SHI-Labs / Matting-Anything

Matting Anything Model (MAM), an efficient and versatile framework for estimating the alpha matte of any instance in an image with flexible and interactive visual or linguistic user prompt guidance.
https://arxiv.org/abs/2306.05399
MIT License
615 stars 49 forks source link

Inference on own image trimap pair #21

Open heorhiikalaichev opened 1 year ago

heorhiikalaichev commented 1 year ago

Hi!

Thank's for you work! Could you share script which will process input of single image and trimap?

antithing commented 1 year ago

+1

Inkyl commented 2 months ago

Hi!

Thank's for you work! Could you share script which will process input of single image and trimap?

I have the same question. Do you know how to do this?

PeterVennerstrom commented 1 week ago
from typing import Optional

import cv2
import numpy as np
import toml
import torch
from segment_anything.utils.transforms import ResizeLongestSide
from torch.nn import functional as F

import networks
import utils
from utils import CONFIG

def prep_sample(image_path: str, bbox: list, side: Optional[int] = 1024) -> dict:
    """Loads image and bounding box with transformations

    bbox (list(int)): [xmin, ymin, xmax, ymax]
    side (int): default setting for SAM inference space
    """
    bbox = np.array(bbox)

    transform = ResizeLongestSide(side)

    image = cv2.imread(image_path)
    image = cv2.cvtColor(image, cv2.COLOR_BGR2RGB)
    original_size = image.shape[:2]

    image = transform.apply_image(image)
    image = torch.as_tensor(image).cuda()
    image = image.permute(2, 0, 1).contiguous()
    bbox = transform.apply_boxes(bbox, original_size)
    bbox = torch.as_tensor(bbox, dtype=torch.float).cuda()

    pixel_mean = torch.tensor([123.675, 116.28, 103.53]).view(3, 1, 1).cuda()
    pixel_std = torch.tensor([58.395, 57.12, 57.375]).view(3, 1, 1).cuda()

    image = (image - pixel_mean) / pixel_std

    h, w = image.shape[-2:]
    pad_size = image.shape[-2:]
    padh = side - h
    padw = side - w
    image = F.pad(image, (0, padw, 0, padh))

    sample = {
        "image": image[None, ...],
        "bbox": bbox[None, ...],
        "ori_shape": original_size,
        "pad_shape": pad_size,
    }

    return sample

def build_model(config_path, checkpoint_path):
    """Creates model from config path and checkpoint path"""

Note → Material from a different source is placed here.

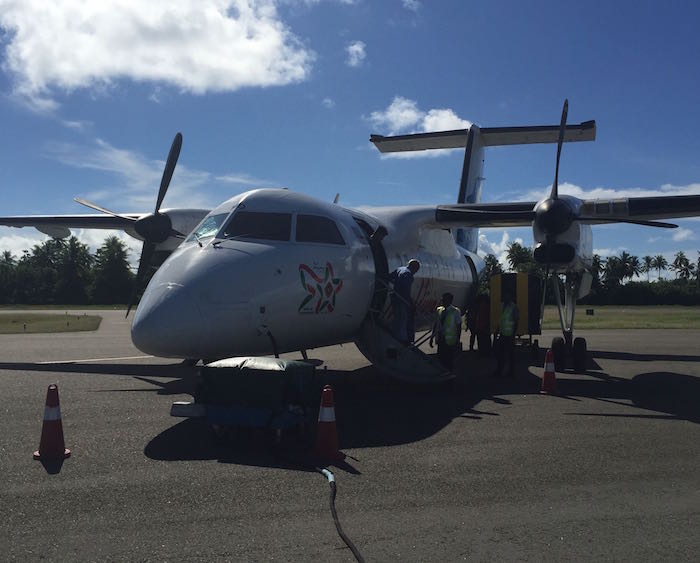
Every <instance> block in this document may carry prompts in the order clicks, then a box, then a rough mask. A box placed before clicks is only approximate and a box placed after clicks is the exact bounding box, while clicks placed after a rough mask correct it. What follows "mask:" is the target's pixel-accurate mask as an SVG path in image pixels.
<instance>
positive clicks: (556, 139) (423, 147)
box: [369, 121, 596, 153]
mask: <svg viewBox="0 0 700 563" xmlns="http://www.w3.org/2000/svg"><path fill="white" fill-rule="evenodd" d="M479 132H480V137H481V143H482V145H483V146H485V147H495V146H504V145H529V144H535V143H556V142H557V141H558V139H559V125H536V126H530V127H484V128H479ZM468 135H469V129H456V130H454V131H440V132H434V133H415V134H412V135H394V136H390V137H384V136H383V135H372V136H370V139H369V140H370V141H371V142H373V143H374V145H375V146H376V147H377V148H378V149H379V150H380V152H382V153H390V152H407V151H424V150H432V149H458V148H464V147H466V146H467V137H468ZM595 135H596V125H595V121H584V122H583V123H579V124H578V125H567V126H566V131H565V133H564V142H575V141H594V140H595Z"/></svg>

    with open(config_path) as f:
        utils.load_config(toml.load(f))

    model = networks.get_generator_m2m(
        seg=CONFIG.model.arch.seg, m2m=CONFIG.model.arch.m2m
    )
    model.cuda()

    checkpoint = torch.load(checkpoint_path)
    model.m2m.load_state_dict(
        utils.remove_prefix_state_dict(checkpoint["state_dict"]), strict=True
    )

    return model.eval()

@torch.no_grad()
def inference(
    model: networks.generator_m2m.sam_m2m,
    image_dict: dict,
    os8_width: Optional[int] = 10,
    os4_width: Optional[int] = 20,
    os1_width: Optional[int] = 10,
    twoside: Optional[bool] = False,
    maskguide: Optional[bool] = False,
):
    get_unknown_func = (
        utils.get_unknown_tensor_from_mask
        if twoside
        else utils.get_unknown_tensor_from_mask_oneside
    )
    _, pred, post_mask = model.forward_inference(image_dict)

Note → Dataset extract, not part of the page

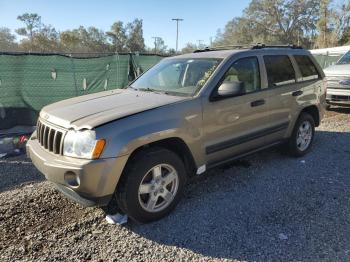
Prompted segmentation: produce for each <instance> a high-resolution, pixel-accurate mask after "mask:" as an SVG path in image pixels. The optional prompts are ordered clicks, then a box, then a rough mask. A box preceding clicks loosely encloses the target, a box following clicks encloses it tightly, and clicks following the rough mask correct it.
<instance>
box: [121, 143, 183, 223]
mask: <svg viewBox="0 0 350 262" xmlns="http://www.w3.org/2000/svg"><path fill="white" fill-rule="evenodd" d="M186 178H187V175H186V170H185V166H184V164H183V162H182V160H181V159H180V157H179V156H178V155H177V154H175V153H174V152H172V151H170V150H167V149H163V148H157V149H147V150H144V151H141V152H139V153H138V154H137V155H136V156H135V157H134V158H133V159H132V160H131V162H130V163H129V164H128V166H127V168H126V170H125V173H124V174H123V177H122V180H121V181H120V185H119V186H118V188H117V192H116V202H117V203H116V204H117V205H118V207H119V208H120V209H121V210H122V211H123V212H125V213H126V214H127V215H128V216H129V217H131V218H132V219H134V220H136V221H138V222H141V223H147V222H151V221H155V220H158V219H160V218H162V217H164V216H166V215H167V214H168V213H170V212H171V211H172V210H173V209H174V208H175V206H176V204H177V203H178V202H179V200H180V198H181V195H182V193H183V190H184V187H185V184H186V180H187V179H186Z"/></svg>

    alpha_pred_os1, alpha_pred_os4, alpha_pred_os8 = (
        pred["alpha_os1"],
        pred["alpha_os4"],
        pred["alpha_os8"],
    )
    pad_h, pad_w = image_dict["pad_shape"][0], image_dict["pad_shape"][1]
    alpha_pred_os8 = alpha_pred_os8[..., :pad_h, :pad_w]
    alpha_pred_os4 = alpha_pred_os4[..., :pad_h, :pad_w]
    alpha_pred_os1 = alpha_pred_os1[..., :pad_h, :pad_w]

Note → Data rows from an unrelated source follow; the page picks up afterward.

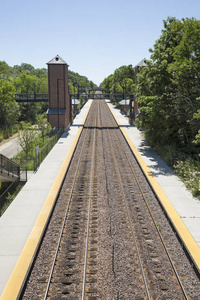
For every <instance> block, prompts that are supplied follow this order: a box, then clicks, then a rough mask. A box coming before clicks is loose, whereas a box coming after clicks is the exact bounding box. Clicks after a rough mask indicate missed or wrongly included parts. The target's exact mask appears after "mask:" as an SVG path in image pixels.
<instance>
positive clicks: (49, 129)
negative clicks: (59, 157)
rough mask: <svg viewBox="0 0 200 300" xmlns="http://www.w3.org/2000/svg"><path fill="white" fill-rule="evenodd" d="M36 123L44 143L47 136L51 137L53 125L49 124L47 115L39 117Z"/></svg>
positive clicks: (43, 142)
mask: <svg viewBox="0 0 200 300" xmlns="http://www.w3.org/2000/svg"><path fill="white" fill-rule="evenodd" d="M36 123H37V125H38V129H39V132H40V134H41V137H42V140H43V143H44V139H45V137H46V136H47V135H49V133H50V131H51V125H50V123H49V122H47V118H46V116H45V115H39V116H37V120H36Z"/></svg>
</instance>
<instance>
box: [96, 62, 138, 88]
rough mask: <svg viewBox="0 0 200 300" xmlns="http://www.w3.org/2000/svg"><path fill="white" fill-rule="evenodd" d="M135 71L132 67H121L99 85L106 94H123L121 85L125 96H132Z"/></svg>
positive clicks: (116, 69)
mask: <svg viewBox="0 0 200 300" xmlns="http://www.w3.org/2000/svg"><path fill="white" fill-rule="evenodd" d="M134 81H135V70H134V68H133V67H132V65H128V66H121V67H119V68H118V69H116V70H115V71H114V74H111V75H109V76H108V77H107V78H105V79H104V80H103V82H102V83H101V85H100V86H101V87H102V88H105V89H106V90H107V92H108V93H113V94H116V93H119V94H122V93H123V83H124V92H125V94H133V92H134V90H135V84H134Z"/></svg>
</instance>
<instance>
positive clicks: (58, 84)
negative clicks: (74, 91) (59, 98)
mask: <svg viewBox="0 0 200 300" xmlns="http://www.w3.org/2000/svg"><path fill="white" fill-rule="evenodd" d="M59 80H63V79H59V78H57V101H58V103H57V104H58V131H59V130H60V118H59V115H60V103H59Z"/></svg>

    alpha_pred_os8 = F.interpolate(
        alpha_pred_os8, image_dict["ori_shape"], mode="bilinear", align_corners=False
    )
    alpha_pred_os4 = F.interpolate(
        alpha_pred_os4, image_dict["ori_shape"], mode="bilinear", align_corners=False
    )
    alpha_pred_os1 = F.interpolate(
        alpha_pred_os1, image_dict["ori_shape"], mode="bilinear", align_corners=False
    )

    if maskguide:
        weight_os8 = get_unknown_func(post_mask, rand_width=os8_width, train_mode=False)
        post_mask[weight_os8 > 0] = alpha_pred_os8[weight_os8 > 0]
        alpha_pred = post_mask.clone().detach()
    else:
        alpha_pred = alpha_pred_os8.clone().detach()

    weight_os4 = get_unknown_func(alpha_pred, rand_width=os4_width, train_mode=False)
    alpha_pred[weight_os4 > 0] = alpha_pred_os4[weight_os4 > 0]

    weight_os1 = get_unknown_func(alpha_pred, rand_width=os1_width, train_mode=False)
    alpha_pred[weight_os1 > 0] = alpha_pred_os1[weight_os1 > 0]

    # alpha_pred = alpha_pred > 0.5 # threshold
    alpha_pred = alpha_pred[0].cpu().numpy() * 255
    alpha_pred = alpha_pred.transpose(1, 2, 0).astype("uint8")

    return alpha_pred

if __name__ == "__main__":
    CHECKPOINT = "checkpoints/mam_sam_vitb.pth"
    CONFIG_PATH = "config/MAM-ViTB-8gpu.toml"
    IMAGE_PATH = "./assets/demo.jpg"
    BBOX = [21, 109, 651, 1316]

    sample = prep_sample(IMAGE_PATH, BBOX)
    model = build_model(CONFIG_PATH, CHECKPOINT)
    alpha_pred = inference(model, sample)
    cv2.imwrite("inference_demo.jpg", alpha_pred)

Made a quick script from inference_benchmark.py to test a single image with a bounding box input.

inference_demo